Concepts:
Key Measures of Test
The key measures of a test include coverage and quality.
Test coverage is the measurement of testing completeness, and is based on the
coverage of testing, expressed either by the coverage of test requirements and
test cases, or the coverage of executed code.
Quality is a measure is of reliability, stability, and the performance of the
target-of-test (system or application-under-test). Quality is based upon the
evaluation of test results and the analysis of change requests (defects)
identified during the testing.
Coverage metrics provides answers to the question "How complete is the
testing?" The most commonly used coverage measures are requirements-based
and code-based test coverage. In brief, test coverage is any measure of
completeness with respect to either a requirement (requirement-based) or the
code's design / implementation criterion (code-based), such as the verification
of use cases (requirement-based) or execution of all lines of code (code-based).
Any systematic testing activity is based on at least one test coverage
strategy. The coverage strategy guides the design of test cases by stating the
general purpose of the testing. The statement of coverage strategy can be as
simple as verifying all performance.
If the requirements are completely cataloged, a requirements-based coverage
strategy may be sufficient for yielding a quantifiable measure of testing
completeness. For example, if all performance test requirements have been
identified, then the test results can be referenced to get measures, such as 75
percent of the performance test requirements have been verified.
If code-based coverage is applied, test strategies are formulated in terms of
how much of the source code has been executed by tests. This type of test
coverage strategy is very important for safety-critical systems.

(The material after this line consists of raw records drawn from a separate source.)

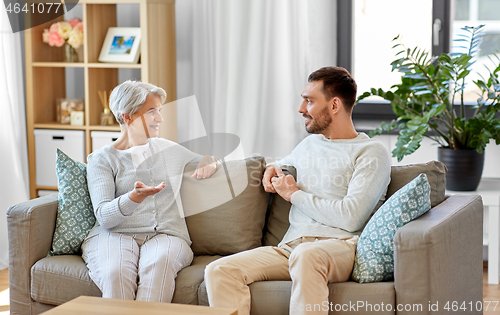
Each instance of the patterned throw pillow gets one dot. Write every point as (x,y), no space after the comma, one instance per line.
(375,251)
(75,215)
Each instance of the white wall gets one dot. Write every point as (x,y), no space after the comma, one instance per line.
(428,152)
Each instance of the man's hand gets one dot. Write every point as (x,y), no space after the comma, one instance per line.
(285,185)
(270,172)
(141,191)
(206,167)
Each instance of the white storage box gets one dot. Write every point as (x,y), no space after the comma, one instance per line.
(42,192)
(102,138)
(71,142)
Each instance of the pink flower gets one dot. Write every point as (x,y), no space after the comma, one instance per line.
(54,28)
(55,39)
(79,26)
(73,22)
(45,36)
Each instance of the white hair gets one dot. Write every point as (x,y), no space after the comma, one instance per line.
(129,96)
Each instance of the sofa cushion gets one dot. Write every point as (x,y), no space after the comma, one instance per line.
(277,216)
(189,279)
(375,251)
(75,215)
(225,214)
(436,175)
(59,279)
(271,297)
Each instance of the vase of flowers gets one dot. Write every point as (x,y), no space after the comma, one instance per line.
(68,34)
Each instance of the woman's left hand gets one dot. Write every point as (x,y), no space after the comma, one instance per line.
(206,167)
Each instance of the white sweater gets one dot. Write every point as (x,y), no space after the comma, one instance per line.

Both measures can be derived manually (equations given below), or may be
calculated by test automation tools.
Requirements-based test coverage is measured several times during the test
life cycle and provides the identification of the test coverage at a milestone
in the testing life cycle (such as the planned, implemented, executed, and
successful test coverage).
- Test coverage is calculated by the following equation:
Test Coverage = T(p,i,x,s) / RfT
where:
T is the number of Tests (planned, implemented, executed, or successful) as
expressed as test procedures or test cases.
RfT is the total number of Requirements for Test.
- In the Plan Test activity, the test coverage is calculated to determine
the planned test coverage and is calculated in the following manner:
Test Coverage (planned) = Tp / RfT
where:
Tp is the number of planned Tests as expressed as test
procedures or test cases.
RfT is the total number of Requirements for Test.
- In the Implement Test activity, as test procedures are being implemented
(as test scripts), test coverage is calculated using the following equation:
Test Coverage (implemented) = Ti /
RfT
where:
Ti is the number of Tests implemented as expressed by
the number of test procedures or test cases for which there are
corresponding test scripts.
RfT is the total number of Requirements for Test.
Successful Test Coverage (executed) = Ts
/ RfT
where:
Ts is the number of Tests executed as expressed as
test procedures or test cases which completed successfully and without
defects.
RfT is the total number of Requirements for Test.
Turning the above ratios into percentages allows the following statement of
requirements-based test coverage:
x% of test cases (T(p,i,x,s) in the above equations)
have been covered with a success rate of y%
This is a meaningful statement of test coverage that can be matched against a
defined success criteria. If the criteria have not been met, then the statement
provides a basis for predicting how much testing effort remains.
Code-based test coverage measures how much code has been executed during the
test, compared to how much code there is left to execute. Code coverage can
either be based on control flows (statement, branch, or paths) or data flows. In
control-flow coverage, the aim is to test lines of code, branch conditions,
paths through the code, or other elements of the software's flow of control. In
data-flow coverage, the aim is to test that data states remain valid through the
operation of the software, for example, that a data element is defined before it
is used.
Code-based test coverage is calculated by the following equation:
Test Coverage = Ie / TIic
where:
Ie is the number of items executed expressed as code
statements, code branches, code paths, data state decision points, or data
element names.
TIic is the total number of items in the code.
Turning this ratio into a percentage allows the following statement of
code-based test coverage:
x% of test cases (I in the above equation) have been covered with a success
rate of y%
This is a meaningful statement of test coverage that can be matched against a
defined success criteria. If the criteria have not been met, then the statement
provides a basis for predicting how much testing effort remains.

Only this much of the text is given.